The JSON responder in rocket_contrib allows you to easily respond with well-formed JSON data: simply return a value of type Json<T> where T is the type of a structure to serialize into JSON. The type T must implement the Serialize trait from serde, which can be automatically derived.

As an example, to respond with the JSON value of a Task structure, we might write:

use rocket_contrib::Json;

#[derive(Serialize)]
struct Task { ... }

#[get("/todo")]
fn todo() -> Json<Task> { ... }

The JSON type serializes the structure into JSON, sets the Content-Type to JSON, and emits the serialized data in a fixed-sized body. If serialization fails, a 500 - Internal Server Error is returned.

The JSON example on GitHub provides further illustration.

Templates

Rocket includes built-in templating support that works largely through a Template responder in rocket_contrib. To render a template named "index", for instance, you might return a value of type Template as follows:

#[get("/")]
fn index() -> Template {
    let context = /* object-like value */;
    Template::render("index", &context)
}

Templates are rendered with the render method. The method takes in the name of a template and a context to render the template with. The context can be any type that implements Serialize and serializes into an Object value, such as structs, HashMaps, and others.

Rocket searches for a template with the given name in the configurable template_dir directory. Templating support in Rocket is engine agnostic. The engine used to render a template depends on the template file's extension. For example, if a file ends with .hbs, Handlebars is used, while if a file ends with .tera, Tera is used.

When your application is compiled in debug mode (without the --release flag passed to cargo), templates are automatically reloaded when they are modified. This means that you don't need to rebuild your application to observe template changes: simply refresh! In release builds, reloading is disabled.

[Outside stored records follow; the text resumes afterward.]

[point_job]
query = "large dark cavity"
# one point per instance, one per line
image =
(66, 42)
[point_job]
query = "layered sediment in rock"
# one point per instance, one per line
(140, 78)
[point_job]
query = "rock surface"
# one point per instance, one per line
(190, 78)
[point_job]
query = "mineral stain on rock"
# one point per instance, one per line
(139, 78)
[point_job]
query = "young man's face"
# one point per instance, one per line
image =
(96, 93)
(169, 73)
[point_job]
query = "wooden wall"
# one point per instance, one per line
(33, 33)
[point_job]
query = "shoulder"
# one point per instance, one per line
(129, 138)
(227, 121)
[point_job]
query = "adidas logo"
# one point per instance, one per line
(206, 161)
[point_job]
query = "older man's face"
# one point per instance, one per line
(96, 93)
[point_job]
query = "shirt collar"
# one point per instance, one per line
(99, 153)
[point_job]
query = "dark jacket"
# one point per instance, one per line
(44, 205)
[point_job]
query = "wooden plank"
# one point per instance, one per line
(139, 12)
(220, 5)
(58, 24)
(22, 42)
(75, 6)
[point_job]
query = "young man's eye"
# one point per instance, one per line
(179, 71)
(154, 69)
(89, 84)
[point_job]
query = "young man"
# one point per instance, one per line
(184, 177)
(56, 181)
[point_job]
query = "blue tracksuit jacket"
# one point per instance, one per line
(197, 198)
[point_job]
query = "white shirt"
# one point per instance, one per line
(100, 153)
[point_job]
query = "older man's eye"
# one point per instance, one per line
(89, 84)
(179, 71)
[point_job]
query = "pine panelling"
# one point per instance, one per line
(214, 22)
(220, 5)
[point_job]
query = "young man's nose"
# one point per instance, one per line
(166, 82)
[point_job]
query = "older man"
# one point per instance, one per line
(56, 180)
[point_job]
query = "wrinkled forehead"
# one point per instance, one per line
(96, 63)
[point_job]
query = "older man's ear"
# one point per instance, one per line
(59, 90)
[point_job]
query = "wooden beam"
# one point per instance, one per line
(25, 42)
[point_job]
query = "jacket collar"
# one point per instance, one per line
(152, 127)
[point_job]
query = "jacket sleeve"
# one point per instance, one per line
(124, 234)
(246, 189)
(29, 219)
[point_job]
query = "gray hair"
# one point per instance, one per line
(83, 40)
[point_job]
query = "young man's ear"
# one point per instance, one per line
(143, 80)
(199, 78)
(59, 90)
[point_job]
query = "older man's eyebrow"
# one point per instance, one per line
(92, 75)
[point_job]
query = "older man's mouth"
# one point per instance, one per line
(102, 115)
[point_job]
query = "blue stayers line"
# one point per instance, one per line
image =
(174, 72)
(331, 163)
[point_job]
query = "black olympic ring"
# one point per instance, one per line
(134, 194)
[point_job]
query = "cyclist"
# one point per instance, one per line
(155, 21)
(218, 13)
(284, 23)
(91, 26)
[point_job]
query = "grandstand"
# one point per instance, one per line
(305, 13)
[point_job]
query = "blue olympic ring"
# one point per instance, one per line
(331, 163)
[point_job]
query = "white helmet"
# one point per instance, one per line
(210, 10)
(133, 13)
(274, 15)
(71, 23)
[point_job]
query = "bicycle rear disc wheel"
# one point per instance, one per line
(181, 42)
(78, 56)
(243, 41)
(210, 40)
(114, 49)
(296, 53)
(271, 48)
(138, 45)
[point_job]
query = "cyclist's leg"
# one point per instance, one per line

For templates to be properly registered, the template fairing must be attached to the instance of Rocket. The Fairings sections of the guide provides more information on fairings. To attach the template fairing, simply call .attach(Template::fairing()) on an instance of Rocket as follows:

fn main() {
    rocket::ignite()
      .mount("/", routes![...])
      .attach(Template::fairing());
}

The Template API documentation contains more information about templates, including how to customize a template engine to add custom helpers and filters. The Handlebars Templates example on GitHub is a fully composed application that makes use of Handlebars templates.